“I just came in to look at the guitar strings.”
The young man walked in my door this morning just like any other customer. I took him at his word and pointed him to the back wall which is covered with string sets of all sizes and varieties.
“We always sell them at half-price. Let me know if you need any help making a selection.” I said the words almost by rote, having repeated them thousands of times over the last thirty-some years.
I thought it a little odd when he only glanced at the wall full of strings and made his way back to the front of the store, so I asked if we were out of the ones he wanted. Making a comment about already having new strings, but thinking about getting a different brand, he immediately changed the subject.
“While I’m in here, I’ve got this great new product I want to show you…”
Oh. So that’s how it’s going to be. First a falsehood, then the payoff.
I listened to his sales pitch and let him down easy, sending him out the door with no sale.
For me or for him.
I thought it odd, a few minutes later, when my sister called out from the back room where she was working.

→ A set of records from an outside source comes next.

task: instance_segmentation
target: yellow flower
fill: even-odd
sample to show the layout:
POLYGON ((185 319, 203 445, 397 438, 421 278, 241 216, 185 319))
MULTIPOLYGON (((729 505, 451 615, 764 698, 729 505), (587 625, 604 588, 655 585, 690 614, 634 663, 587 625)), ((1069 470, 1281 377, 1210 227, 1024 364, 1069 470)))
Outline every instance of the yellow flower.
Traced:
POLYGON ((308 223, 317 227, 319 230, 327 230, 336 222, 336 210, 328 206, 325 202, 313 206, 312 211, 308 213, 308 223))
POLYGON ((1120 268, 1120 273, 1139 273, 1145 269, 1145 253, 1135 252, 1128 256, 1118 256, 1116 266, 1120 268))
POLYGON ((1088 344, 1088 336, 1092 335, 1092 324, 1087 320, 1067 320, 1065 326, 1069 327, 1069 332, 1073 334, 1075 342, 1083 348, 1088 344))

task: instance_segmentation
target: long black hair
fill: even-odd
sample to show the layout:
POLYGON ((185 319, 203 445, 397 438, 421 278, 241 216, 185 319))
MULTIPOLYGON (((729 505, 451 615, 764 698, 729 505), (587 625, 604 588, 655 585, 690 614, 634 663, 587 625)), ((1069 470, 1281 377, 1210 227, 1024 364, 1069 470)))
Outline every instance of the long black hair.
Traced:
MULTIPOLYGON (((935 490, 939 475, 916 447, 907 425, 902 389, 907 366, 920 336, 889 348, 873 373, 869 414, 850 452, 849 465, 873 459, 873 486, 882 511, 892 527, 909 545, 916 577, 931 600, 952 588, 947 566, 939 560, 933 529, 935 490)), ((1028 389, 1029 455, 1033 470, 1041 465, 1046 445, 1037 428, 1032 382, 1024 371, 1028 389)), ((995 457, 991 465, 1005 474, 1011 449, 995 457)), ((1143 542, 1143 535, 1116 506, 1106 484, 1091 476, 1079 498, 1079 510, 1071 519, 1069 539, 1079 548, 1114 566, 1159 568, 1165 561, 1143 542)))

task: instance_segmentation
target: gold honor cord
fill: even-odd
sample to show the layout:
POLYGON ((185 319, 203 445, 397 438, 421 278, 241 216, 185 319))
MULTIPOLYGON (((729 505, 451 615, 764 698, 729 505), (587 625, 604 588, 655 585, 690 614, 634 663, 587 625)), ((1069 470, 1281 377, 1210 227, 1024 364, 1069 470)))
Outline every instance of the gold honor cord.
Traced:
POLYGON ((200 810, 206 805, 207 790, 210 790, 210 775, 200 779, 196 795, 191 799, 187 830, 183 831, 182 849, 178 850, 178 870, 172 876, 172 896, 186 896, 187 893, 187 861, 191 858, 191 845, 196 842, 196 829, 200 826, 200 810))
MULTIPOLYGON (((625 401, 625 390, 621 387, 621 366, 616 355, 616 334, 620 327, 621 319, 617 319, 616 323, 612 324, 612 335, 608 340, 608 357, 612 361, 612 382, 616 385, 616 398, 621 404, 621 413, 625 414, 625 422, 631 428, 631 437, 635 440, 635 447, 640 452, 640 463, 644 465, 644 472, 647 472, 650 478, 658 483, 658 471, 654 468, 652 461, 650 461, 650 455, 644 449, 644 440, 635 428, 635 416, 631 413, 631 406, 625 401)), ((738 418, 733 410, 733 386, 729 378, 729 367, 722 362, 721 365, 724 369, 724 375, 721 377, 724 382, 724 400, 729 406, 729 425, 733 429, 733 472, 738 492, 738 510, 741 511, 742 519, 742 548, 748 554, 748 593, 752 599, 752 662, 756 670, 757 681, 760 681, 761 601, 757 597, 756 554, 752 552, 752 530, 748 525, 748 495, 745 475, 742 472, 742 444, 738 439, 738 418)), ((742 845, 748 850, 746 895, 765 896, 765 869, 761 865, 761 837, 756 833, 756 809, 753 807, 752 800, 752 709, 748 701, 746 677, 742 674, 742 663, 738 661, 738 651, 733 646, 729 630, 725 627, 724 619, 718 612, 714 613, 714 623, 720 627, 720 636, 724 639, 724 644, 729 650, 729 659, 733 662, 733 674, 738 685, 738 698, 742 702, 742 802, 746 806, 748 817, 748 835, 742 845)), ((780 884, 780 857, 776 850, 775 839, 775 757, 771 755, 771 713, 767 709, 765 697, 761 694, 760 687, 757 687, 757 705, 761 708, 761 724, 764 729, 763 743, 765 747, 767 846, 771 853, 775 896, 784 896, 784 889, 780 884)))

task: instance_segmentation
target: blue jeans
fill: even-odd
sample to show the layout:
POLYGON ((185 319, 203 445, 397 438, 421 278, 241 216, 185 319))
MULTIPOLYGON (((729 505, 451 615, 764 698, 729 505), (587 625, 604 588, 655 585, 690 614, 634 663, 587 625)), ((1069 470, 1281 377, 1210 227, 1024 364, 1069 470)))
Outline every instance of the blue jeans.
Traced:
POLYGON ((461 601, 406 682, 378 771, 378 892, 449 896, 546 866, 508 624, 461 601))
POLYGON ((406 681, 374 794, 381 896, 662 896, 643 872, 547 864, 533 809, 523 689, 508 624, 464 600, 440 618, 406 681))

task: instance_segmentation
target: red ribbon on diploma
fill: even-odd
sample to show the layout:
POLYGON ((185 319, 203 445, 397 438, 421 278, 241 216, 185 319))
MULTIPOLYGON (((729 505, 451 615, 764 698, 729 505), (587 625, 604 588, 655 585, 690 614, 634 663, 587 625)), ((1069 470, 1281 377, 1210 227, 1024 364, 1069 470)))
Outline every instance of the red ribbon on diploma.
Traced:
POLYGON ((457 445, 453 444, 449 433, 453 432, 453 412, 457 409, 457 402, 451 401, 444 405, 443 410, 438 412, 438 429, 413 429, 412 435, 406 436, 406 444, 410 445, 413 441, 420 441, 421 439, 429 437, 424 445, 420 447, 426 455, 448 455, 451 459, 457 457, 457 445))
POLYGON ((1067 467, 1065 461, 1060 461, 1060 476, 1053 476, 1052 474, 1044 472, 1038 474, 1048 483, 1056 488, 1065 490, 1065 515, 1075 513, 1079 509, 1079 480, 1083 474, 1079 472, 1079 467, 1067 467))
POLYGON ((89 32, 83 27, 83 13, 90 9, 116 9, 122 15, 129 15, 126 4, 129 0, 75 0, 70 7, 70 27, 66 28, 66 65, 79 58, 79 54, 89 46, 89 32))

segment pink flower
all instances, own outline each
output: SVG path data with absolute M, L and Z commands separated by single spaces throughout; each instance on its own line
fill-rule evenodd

She can’t see the sales floor, but the open pass-through window doesn’t stop conversations from filtering through.
“Were those two guys together?”
Two guys? Curious, I explained that there was just one person.
“I’m sure I heard two different voices. The guy wanting strings and the one trying to sell you that stuff.”
No. Just one guy.
Or, was it?
I hate being lied to. Hate it.
Twice more today, it happened. There was the girl who was all bubbly about being in the store for the first time, even though she had been raised in this town. She was waiting to meet surreptitiously with a cousin, one whose girlfriend was extremely jealous. So jealous, in fact, that she chased this girl down the alley moments later, when she caught sight of her with her boyfriend.
Cousin? Maybe not.
The other time, the painfully thin young man stood in front of me, twitching, telling me that he wasn’t using oxycontin or codeine anymore.
“The doctors wanted me to take it, but I won’t do that. I hate drugs.” He jerked his head toward the door as he said the words.
I seen enough people who are high and still looking for money for the next fix to recognize the signs.
Did I tell you that I hate being lied to?
It’s not only the salespeople, the cheaters, and the addicts either.
There was the pastor the other day. He bought a harmonica. To use in church he said. That was on Saturday. On Monday, he brought it back. Sunday comes between Saturday and Monday. I just thought I should remind you.
“We didn’t need it after all. Could I get my money back?”
I cautioned him that we can’t take back harmonicas which have been played. They can’t be sterilized adequately, so we don’t sell used harps.
“Did anyone play it?”
He shook his head. “No. Not one person.”
The package was open, so I looked at the harp. It was covered with smudges from someone’s lips. Slimy, even. It was my turn to shake my head. Telling him that it was obvious that it had been played, I handed it back to him and sent him on his way.
He was offended! He lied to me, but he was offended when I wouldn’t give in to his larceny.
I really do. I hate being lied to.
Can we talk about the first man again? My sister heard two people talking.
How do we describe a liar, often? What’s the term? Two-faced? That’s it. Two-faced.
He speaks out of both sides of his mouth, we say.
Liars don’t always lie. They also speak the truth. When it suits them. I just wish they would stop being liars. I like honest people.
I’m just not sure I know any.
Wait. Did I just say that? Not any?
I remember the stories from Sunday School. The angel comes to Abraham and tells him that he is going to destroy Sodom, so he’d better get Lot and his family out. Abraham begs the angel to spare them. Surely there are fifty good people there. Nope. Forty-five? No. Thirty? Twenty? Ten? The answer still is no.
Do you think Sodom was all that different than the the world we live in today? Again, the memory strikes me from Sunday School days. God is going to detroy the world he created because of the great evil, but there is one righteous man. One. We all know the story of Noah and his ark. One good, honest man out of all creation. Later, Job also was alone in his generation.
So it is today, it seems. I’m surrounded by lying, scheming people.
May I shift gears for just a moment? I need to talk about my vision. No not that kind of vision. I mean the kind my optometrist talks about. You see, I wear glasses because I’m near-sighted. I’ve worn them since elementary school. Without the glasses, I can’t see much of anything at any distance. They are the first thing I reach for in the morning and the last thing I lay on my bedside table at night.
In recent years though, I’ve had a different problem. If things are too near, I can’t see them with the glasses on. Oh, I have the bi-focals to read with. But, the really close things? To see them clearly, I have to remove the glasses completely.
And so it is that I can see them, the lying, scheming people with whom I’m surrounded. Well, of course. I have on my spectacles! My spectacles of self-righteousness. They help me to see everyone about me clearly. Liars! Manipulators!
None of them righteous. No, not one.
I wonder what happens if I take my glasses off.
Hey! How’d that other guy get in here?
I think that’s all I have to say for now.
“A man is never more truthful than when he acknowledges himself a liar.”
(Mark Twain ~ American author/humorist/satirist ~ 1835-1910)
“If we say that we have no sin, we deceive ourselves and the truth is not in us.”